How to avoid divergence when using "?:" operator for short statements

Using nvvp, I have identified two lines in my kernel that gave me high divergence.

The two lines are actually pretty simple, the first line, I want to find the location of the minimum value from a float3 vector. I used

minval=fminf(fminf(htime[0],htime[1]),htime[2]);
(*minloc)=(minval==htime[0]?0:(minval==htime[1]?1:2));

where htime is a float pointer point to 3 numbers in the register space.

The “?:” operation in the second line caused divergence 90% of the time.

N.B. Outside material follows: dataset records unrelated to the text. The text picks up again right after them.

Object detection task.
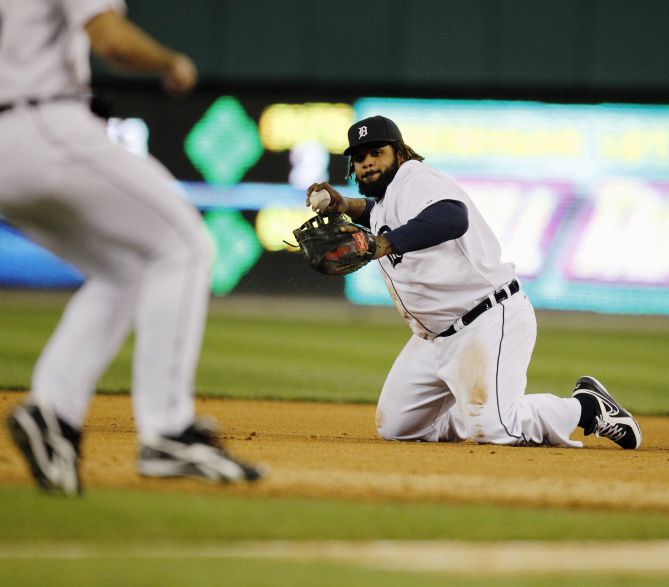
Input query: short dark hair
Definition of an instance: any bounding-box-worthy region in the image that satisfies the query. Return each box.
[346,141,425,183]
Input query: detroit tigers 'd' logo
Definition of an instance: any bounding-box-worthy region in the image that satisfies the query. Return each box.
[379,225,404,269]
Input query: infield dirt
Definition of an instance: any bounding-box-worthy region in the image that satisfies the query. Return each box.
[0,392,669,513]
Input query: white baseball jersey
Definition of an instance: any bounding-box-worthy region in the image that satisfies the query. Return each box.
[370,161,581,447]
[0,0,211,434]
[0,0,125,104]
[370,161,515,338]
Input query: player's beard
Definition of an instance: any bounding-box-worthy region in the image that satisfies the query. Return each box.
[356,161,400,200]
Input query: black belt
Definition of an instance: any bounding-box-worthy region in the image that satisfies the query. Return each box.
[437,279,520,338]
[0,94,82,114]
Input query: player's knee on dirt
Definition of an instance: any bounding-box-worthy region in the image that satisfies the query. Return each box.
[465,410,516,444]
[376,409,438,442]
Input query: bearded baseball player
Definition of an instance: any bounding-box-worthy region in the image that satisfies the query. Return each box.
[307,116,641,449]
[0,0,260,494]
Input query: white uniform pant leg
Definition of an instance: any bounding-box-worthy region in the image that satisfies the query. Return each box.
[32,278,137,428]
[0,103,211,434]
[376,336,466,442]
[434,292,581,447]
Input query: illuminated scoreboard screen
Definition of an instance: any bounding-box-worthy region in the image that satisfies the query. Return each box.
[0,94,669,314]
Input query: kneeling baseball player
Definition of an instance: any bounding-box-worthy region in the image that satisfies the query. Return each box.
[295,116,641,449]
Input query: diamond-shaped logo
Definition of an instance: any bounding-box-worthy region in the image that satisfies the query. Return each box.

the second one is slightly more complicated, I call a custom math function (to replace nextafter) inside another “?:” operator:

(*minloc==0) ?
          (htime[0]=mcx_nextafterf(__float2int_rn(htime[0]), (v->x > 0.f)-(v->x < 0.f))) :
	  ((*minloc==1) ? 
	      (htime[1]=mcx_nextafterf(__float2int_rn(htime[1]), (v->y > 0.f)-(v->y < 0.f))) :
	      (htime[2]=mcx_nextafterf(__float2int_rn(htime[2]), (v->z > 0.f)-(v->z < 0.f))) );

this again gave me 90% divergence.

In addition, the short function (23 lines total) that contains both of these cases is a hotspot of my code, taking about 1/10 of the run-time. Using PC sampling profiling, the function poses 64% latency due to execution dependency, 23% due to instruction fetch. I suspect those were also caused by the two ?: operators above.

My questions are,

  1. is there a way to optimize the above code to avoid the divergence? I tried to use minloc as index to avoid the second ?:, but that makes my htime array in the local memory (instead of a register).

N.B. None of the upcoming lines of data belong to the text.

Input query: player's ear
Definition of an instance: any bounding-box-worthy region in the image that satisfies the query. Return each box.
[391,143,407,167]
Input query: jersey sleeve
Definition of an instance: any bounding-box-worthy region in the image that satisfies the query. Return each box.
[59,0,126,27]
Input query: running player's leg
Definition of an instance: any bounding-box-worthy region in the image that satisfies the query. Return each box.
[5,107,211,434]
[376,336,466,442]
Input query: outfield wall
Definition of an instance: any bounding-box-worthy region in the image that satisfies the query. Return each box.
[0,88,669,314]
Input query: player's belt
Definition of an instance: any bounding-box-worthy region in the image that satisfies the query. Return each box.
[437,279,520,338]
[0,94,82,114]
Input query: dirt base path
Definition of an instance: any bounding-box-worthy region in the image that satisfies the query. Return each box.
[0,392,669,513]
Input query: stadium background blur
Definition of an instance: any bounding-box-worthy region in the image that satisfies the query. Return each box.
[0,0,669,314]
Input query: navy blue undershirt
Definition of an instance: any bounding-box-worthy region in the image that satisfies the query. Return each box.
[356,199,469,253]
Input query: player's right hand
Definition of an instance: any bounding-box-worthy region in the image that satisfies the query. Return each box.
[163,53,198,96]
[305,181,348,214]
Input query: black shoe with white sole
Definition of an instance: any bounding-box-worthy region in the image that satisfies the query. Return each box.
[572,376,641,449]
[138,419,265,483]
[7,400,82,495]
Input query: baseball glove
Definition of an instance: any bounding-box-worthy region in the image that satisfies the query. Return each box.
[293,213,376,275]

  2. even I can find a way to avoid divergence in the above cases, do you think it will likely make a major impact to the execution efficiency? the expressions involved are kind of short.

happy to hear what you think about this.

FYI, the function that I am interested in optimizing can be found here

Are you building with full optimizations? Have you checked the SASS? I am a bit surprised that you don’t get branchless code for the first idiom. It may have to do with the compiler having to assume possible aliasing for the array references, in particular htime.

So before you do anything else, I would highly recommend you use ‘const’ and ‘restrict’ with all pointer arguments as appropriate. For example:

hitgrid(const float3 * __restrict__ p0, const float3 * __restrict__ v, float * __restrict__ htime, const float * __restrict__ rv, int * _restrict__ id){

If that doesn’t improve the generated code, I’d suggest to try this: copy htime to three local variables, do all computations on those, at the end copy the final results back to htime.

I am surprised about that too. A shown in the attached screenshot in the first post, nvvp reported two divergence inside this function (line#687), these are the only two places that may cause divergence, unless I misunderstood nvvp’s report.

thanks for your quick reply. I tried both of your suggestions, unfortunately they didn’t seem to make a difference - either in terms of the overall simulation speed, or the profiler output. nvvp still reported two 90% divergence inside this function.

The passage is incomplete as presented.